Tradición e innovación en la creación musical actual
Acabo de escuchar la Tertulia de Radio Clásica, conducida por Luis Ángel de Benito. En esta ocasión el tema de fondo ha sido “Tradición e innovación” y los integrantes de la mesa, junto a su moderador, los compositores José Peris, Manuel Seco y Enrique Rueda.
Escuché con cariño, ya que José Peris (alumno de Orff, Milahud y Nadia Boulanger) fue mi admirado maestro de armonía y contrapunto. Manuel Seco mi amigo, de quien tuve el placer de estrenar varias obras (Sonata para piano, de la que tengo el honor de ser dedicatario y el Concierto para piano y orquesta, entre otras) y cuyas obras pianísticas hasta 1991 grabé en un Compact disc monográfico. A Rueda era la primera vez que escuchaba hablar. Ya su música me atrae con fuerza, pero ahora sus intervenciones me han permitido apreciar a un músico de gran coherencia y compromiso.
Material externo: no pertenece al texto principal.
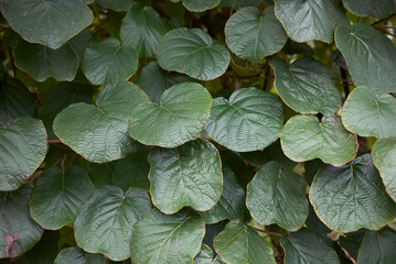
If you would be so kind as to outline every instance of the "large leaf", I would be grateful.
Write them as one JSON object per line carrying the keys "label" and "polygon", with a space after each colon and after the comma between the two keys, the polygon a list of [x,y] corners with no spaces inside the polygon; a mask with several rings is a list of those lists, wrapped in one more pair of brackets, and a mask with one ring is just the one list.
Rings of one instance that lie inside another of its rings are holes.
{"label": "large leaf", "polygon": [[45,128],[38,119],[20,118],[0,127],[0,190],[21,186],[43,162],[46,148]]}
{"label": "large leaf", "polygon": [[340,260],[325,242],[309,229],[288,233],[280,240],[285,249],[285,264],[339,264]]}
{"label": "large leaf", "polygon": [[122,44],[135,47],[140,57],[154,57],[158,43],[167,31],[153,8],[136,2],[122,20],[120,36]]}
{"label": "large leaf", "polygon": [[78,246],[63,249],[56,256],[54,264],[105,264],[106,260],[100,254],[89,254]]}
{"label": "large leaf", "polygon": [[239,220],[227,223],[215,237],[214,249],[228,264],[275,264],[271,246]]}
{"label": "large leaf", "polygon": [[329,0],[278,0],[275,14],[297,42],[333,42],[336,8]]}
{"label": "large leaf", "polygon": [[31,193],[29,185],[22,185],[13,193],[0,193],[0,258],[23,254],[43,234],[43,229],[29,213],[28,200]]}
{"label": "large leaf", "polygon": [[29,89],[18,79],[7,78],[0,82],[0,122],[36,117],[38,105]]}
{"label": "large leaf", "polygon": [[56,80],[73,80],[78,68],[78,58],[68,45],[52,50],[19,40],[14,56],[17,67],[38,81],[50,77]]}
{"label": "large leaf", "polygon": [[24,40],[61,47],[94,19],[84,0],[3,0],[1,13]]}
{"label": "large leaf", "polygon": [[128,80],[138,68],[135,47],[108,37],[85,50],[83,72],[94,85]]}
{"label": "large leaf", "polygon": [[212,97],[195,82],[165,90],[160,105],[138,106],[130,117],[129,135],[145,145],[175,147],[196,139],[211,111]]}
{"label": "large leaf", "polygon": [[285,154],[296,162],[318,157],[340,166],[353,160],[357,151],[355,136],[335,116],[323,117],[321,121],[313,116],[292,117],[280,133],[280,142]]}
{"label": "large leaf", "polygon": [[387,193],[396,201],[396,138],[377,140],[372,155]]}
{"label": "large leaf", "polygon": [[375,96],[367,87],[355,88],[342,109],[342,122],[349,131],[362,136],[396,136],[396,98]]}
{"label": "large leaf", "polygon": [[34,221],[45,229],[73,224],[77,210],[94,193],[94,185],[77,166],[45,169],[35,184],[29,201]]}
{"label": "large leaf", "polygon": [[396,233],[389,228],[367,231],[358,250],[357,263],[394,263]]}
{"label": "large leaf", "polygon": [[282,107],[274,95],[245,88],[233,92],[229,100],[213,100],[205,131],[229,150],[248,152],[275,142],[282,123]]}
{"label": "large leaf", "polygon": [[343,0],[344,7],[358,16],[386,18],[395,12],[394,0]]}
{"label": "large leaf", "polygon": [[310,189],[318,217],[338,232],[379,229],[396,217],[372,156],[365,154],[342,167],[324,166]]}
{"label": "large leaf", "polygon": [[300,58],[290,66],[278,57],[270,61],[275,87],[282,100],[300,113],[333,114],[341,96],[328,69],[313,58]]}
{"label": "large leaf", "polygon": [[308,217],[307,184],[291,169],[276,162],[264,165],[247,186],[246,207],[263,226],[278,226],[297,231]]}
{"label": "large leaf", "polygon": [[210,142],[196,140],[178,148],[156,148],[148,161],[152,204],[162,212],[173,213],[185,206],[205,211],[218,201],[222,164]]}
{"label": "large leaf", "polygon": [[[376,3],[377,4],[377,3]],[[338,26],[335,45],[358,86],[367,86],[376,95],[396,91],[396,47],[373,26],[355,23]]]}
{"label": "large leaf", "polygon": [[64,109],[54,120],[54,133],[66,145],[96,163],[125,157],[136,143],[128,136],[128,118],[147,95],[131,82],[107,85],[96,107],[84,102]]}
{"label": "large leaf", "polygon": [[191,264],[200,252],[205,222],[178,212],[173,216],[153,209],[137,226],[130,243],[136,264]]}
{"label": "large leaf", "polygon": [[78,211],[76,242],[86,252],[103,253],[113,261],[126,260],[135,226],[150,209],[150,198],[140,189],[97,189]]}
{"label": "large leaf", "polygon": [[225,37],[233,53],[253,63],[279,52],[287,41],[272,7],[263,13],[253,7],[238,10],[225,25]]}
{"label": "large leaf", "polygon": [[245,190],[238,185],[235,174],[229,167],[223,167],[223,179],[222,197],[211,210],[201,212],[207,223],[244,218]]}
{"label": "large leaf", "polygon": [[231,58],[227,48],[202,30],[182,28],[161,38],[157,59],[164,69],[211,80],[225,73]]}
Se habló desde la cordura y desde una clara independencia respecto de las líneas “oficiales” de la música contemporánea española. Aunque solo me detendré en una de las muchas ideas suscitadas: En un momento de la tertulia llegó a decirse que “en música está todo hecho”.
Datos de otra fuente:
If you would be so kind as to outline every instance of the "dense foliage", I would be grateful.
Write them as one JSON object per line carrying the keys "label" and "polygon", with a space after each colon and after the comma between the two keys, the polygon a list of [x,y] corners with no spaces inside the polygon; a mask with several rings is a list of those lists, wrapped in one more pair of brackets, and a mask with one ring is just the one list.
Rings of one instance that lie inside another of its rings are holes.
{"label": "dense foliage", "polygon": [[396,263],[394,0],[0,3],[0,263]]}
Esto, que en apariencia suena a punto final, abre sin embargo, a mi entender, una nueva perspectiva para la creación contemporánea. No se trata de “revolucionar” sino de “evolucionar”, como ha dicho Peris. El compositor debe crear desde la sinceridad y la profunda convicción en lo que hace, pero al mismo tiempo apoyándose en el conocimiento y el bagaje histórico que, como enanos a hombros de los gigantes, tenemos la fortuna de contemplar.
Nuestra escucha y valoración de la música del pasado no es ingenua, ya que en ella se imbrican nuestras vivencias y el conocimiento de toda la música posterior. Tras cada nueva experiencia sonora nos convertimos irremediablemente en otros. En este sentido la música nueva no tiene por qué aspirar vanidosamente a ser ‘original’ o novedosa a ultranza.
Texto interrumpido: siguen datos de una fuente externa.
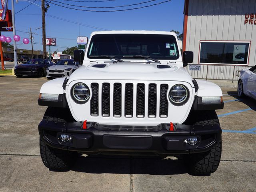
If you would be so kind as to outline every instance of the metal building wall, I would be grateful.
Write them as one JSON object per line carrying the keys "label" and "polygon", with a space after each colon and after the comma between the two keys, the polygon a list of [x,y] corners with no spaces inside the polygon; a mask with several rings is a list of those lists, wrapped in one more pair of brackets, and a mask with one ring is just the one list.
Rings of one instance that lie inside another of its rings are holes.
{"label": "metal building wall", "polygon": [[[242,40],[251,41],[249,66],[255,64],[256,25],[245,25],[244,19],[246,14],[256,13],[256,0],[185,0],[185,2],[188,2],[185,49],[194,52],[193,64],[198,63],[200,40]],[[208,79],[235,80],[237,79],[234,75],[236,71],[246,68],[205,65],[202,66],[200,72],[189,72],[194,78],[206,78],[207,76]]]}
La música nueva no será otra cosa que el eterno retorno (en el sentido de circularidad en la concepción del tiempo propuesta por Nietzsche), capaz de encerrar la perfecta y maravillosa singularidad de cada instante cuando es vivido en primera persona. Ahí está el margen sutil que separa lo que es genuino y valioso, tanto si asume como si no su deuda con la tradición, del mero refrito intertextual y la banal estravagancia disfrazada de intelectualidad.
Allí está el camino a seguir, el que nos permitirá salir del frio invierno al que nos condujo una buena parte de las propuestas creativas del pasado siglo.